Trump a écrit à Apple pour demander de garder TikTok sur l’App Store

Le ministère de la Justice affirme que TikTok a collecté des données sensibles sur des utilisateurs concernant des questions telles que l'avortement et le contrôle des armes à feu

La situation autour de TikTok et des entreprises technologiques américaines a récemment pris une tournure inattendue. Tony Tan, actionnaire de Google, a mis en lumière des communications entre l’administration Trump et plusieurs géants du numérique. Ces lettres, révélatrices d’une volonté politique, affirment que les entreprises peuvent continuer à opérer TikTok sans crainte d’éventuelles poursuites.
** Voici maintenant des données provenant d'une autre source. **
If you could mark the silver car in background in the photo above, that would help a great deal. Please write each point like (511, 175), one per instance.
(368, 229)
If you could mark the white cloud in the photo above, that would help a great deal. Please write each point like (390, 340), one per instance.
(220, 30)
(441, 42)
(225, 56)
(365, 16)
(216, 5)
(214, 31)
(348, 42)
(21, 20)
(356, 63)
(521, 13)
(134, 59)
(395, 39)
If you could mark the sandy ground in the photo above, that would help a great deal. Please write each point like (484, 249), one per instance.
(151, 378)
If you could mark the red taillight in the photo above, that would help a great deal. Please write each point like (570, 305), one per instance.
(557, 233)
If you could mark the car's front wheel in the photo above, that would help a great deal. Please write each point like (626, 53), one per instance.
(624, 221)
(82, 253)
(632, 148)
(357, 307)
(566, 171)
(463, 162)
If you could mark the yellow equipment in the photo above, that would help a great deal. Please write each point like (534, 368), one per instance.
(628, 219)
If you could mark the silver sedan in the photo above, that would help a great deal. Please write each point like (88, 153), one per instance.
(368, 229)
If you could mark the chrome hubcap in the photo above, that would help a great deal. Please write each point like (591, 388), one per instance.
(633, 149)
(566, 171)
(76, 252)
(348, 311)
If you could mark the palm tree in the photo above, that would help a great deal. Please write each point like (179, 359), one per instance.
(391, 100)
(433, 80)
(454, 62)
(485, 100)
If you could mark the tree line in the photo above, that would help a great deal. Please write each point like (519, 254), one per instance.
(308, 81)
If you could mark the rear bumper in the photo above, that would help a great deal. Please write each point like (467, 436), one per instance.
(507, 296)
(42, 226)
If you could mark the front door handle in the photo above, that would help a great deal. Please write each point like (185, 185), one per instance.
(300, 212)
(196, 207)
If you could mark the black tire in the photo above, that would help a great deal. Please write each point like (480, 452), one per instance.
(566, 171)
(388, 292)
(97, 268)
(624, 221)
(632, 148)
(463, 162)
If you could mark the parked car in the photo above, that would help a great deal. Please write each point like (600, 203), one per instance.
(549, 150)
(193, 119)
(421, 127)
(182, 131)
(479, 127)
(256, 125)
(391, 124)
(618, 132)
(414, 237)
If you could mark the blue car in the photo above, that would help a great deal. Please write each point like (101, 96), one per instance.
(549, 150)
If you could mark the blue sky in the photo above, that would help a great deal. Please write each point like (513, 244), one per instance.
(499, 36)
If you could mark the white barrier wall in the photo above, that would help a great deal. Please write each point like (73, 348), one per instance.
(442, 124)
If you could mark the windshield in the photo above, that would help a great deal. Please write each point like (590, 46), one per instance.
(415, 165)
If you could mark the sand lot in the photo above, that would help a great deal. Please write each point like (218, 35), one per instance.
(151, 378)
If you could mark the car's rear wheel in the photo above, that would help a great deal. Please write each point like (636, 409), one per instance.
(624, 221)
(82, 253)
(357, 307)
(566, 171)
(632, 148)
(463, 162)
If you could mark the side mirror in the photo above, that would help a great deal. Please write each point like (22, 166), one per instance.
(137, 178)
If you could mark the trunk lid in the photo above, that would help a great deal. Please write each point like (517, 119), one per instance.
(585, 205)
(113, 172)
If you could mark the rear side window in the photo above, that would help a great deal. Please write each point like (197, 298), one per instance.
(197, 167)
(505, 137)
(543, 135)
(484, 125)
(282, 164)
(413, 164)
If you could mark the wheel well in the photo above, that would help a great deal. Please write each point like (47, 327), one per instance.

Cependant, Tan conteste cette interprétation et envisage des actions légales.

Historique du conflit

Le débat autour de TikTok n’est pas un sujet nouveau, et les rebondissements sont fréquents. En fin de mandat, le président Biden a promulgué la loi « Protecting Americans from Foreign Adversary Controlled Applications Act, » imposant à ByteDance de céder ses opérations américaines d’ici le 19 janvier 2025, sous peine de voir TikTok banni.

À peine Trump a-t-il pris ses fonctions que lui aussi a agi sur ce dossier. Il a signé un décret pour suspendre le ban et étendre le délai jusqu’au 5 avril. Pendant ce temps, l’application avait été inaccessibile aux utilisateurs américains, mais un retour à la normale a rapidement été assuré par l’administration.

Le 4 avril, Trump a prolongé le délai une nouvelle fois, cette fois jusqu’au 19 juin. Le lendemain, des lettres ont été envoyées aux entreprises de technologie, leur garantissant qu’elles ne feraient face à aucune conséquence juridique pour maintenir TikTok opérationnel, malgré les lois en vigueur.

Ces lettres, dont Tan a récemment publié le contenu via une action en justice sur la base de la loi sur la liberté d’information, s’adressaient à des entreprises telles qu’Apple, Google, Amazon, et d’autres, leur offrant une forme de sécurité juridique dans ce contexte incertain.

Office of the Attorney General
Washington, D.C. 20530

5 avril 2025

Katherine Adams
Senior Vice President & General Counsel
Apple Inc.

Re: Enforcement of the Protecting Americans from Foreign Adversary Controlled Applications Act

L’avis de M. Tan

Dans une déclaration faite à Netcost-security.fr, Tony Tan a exprimé ses préoccupations :

“Les prétendues ‘extensions’ du ban de TikTok n’ont aucune base légale (…) Les entreprises qui continuent à héberger TikTok exposent leurs actionnaires à de graves responsabilités juridiques.”

Il craint qu’une cour puisse un jour juger que le président n’a pas le pouvoir de contourner la loi, laissant ainsi les entreprises potentiellement responsables. Il a même intenté une action contre Alphabet, la maison mère de Google, pour comprendre pourquoi TikTok a été réintégré sur le Play Store après le décret de Trump.

Les inquiétudes de Tan ne sont pas isolées. Comme l’a souligné un professeur de droit, ce manquement à l’application des lois pourrait avoir des conséquences bien plus larges que TikTok lui-même. Les entreprises doivent naviguer entre les promesses politiques et les réalités juridiques.

Pour l’instant, les lettres fournies par l’administration Trump offrent peut-être une protection temporaire aux entreprises, mais l’avenir reste incertain. Pendant ce temps, Tan continue de se battre pour protéger les intérêts des actionnaires, déterminé à éviter que ceux-ci ne soient laissés pour compte si les choses venaient à mal tourner.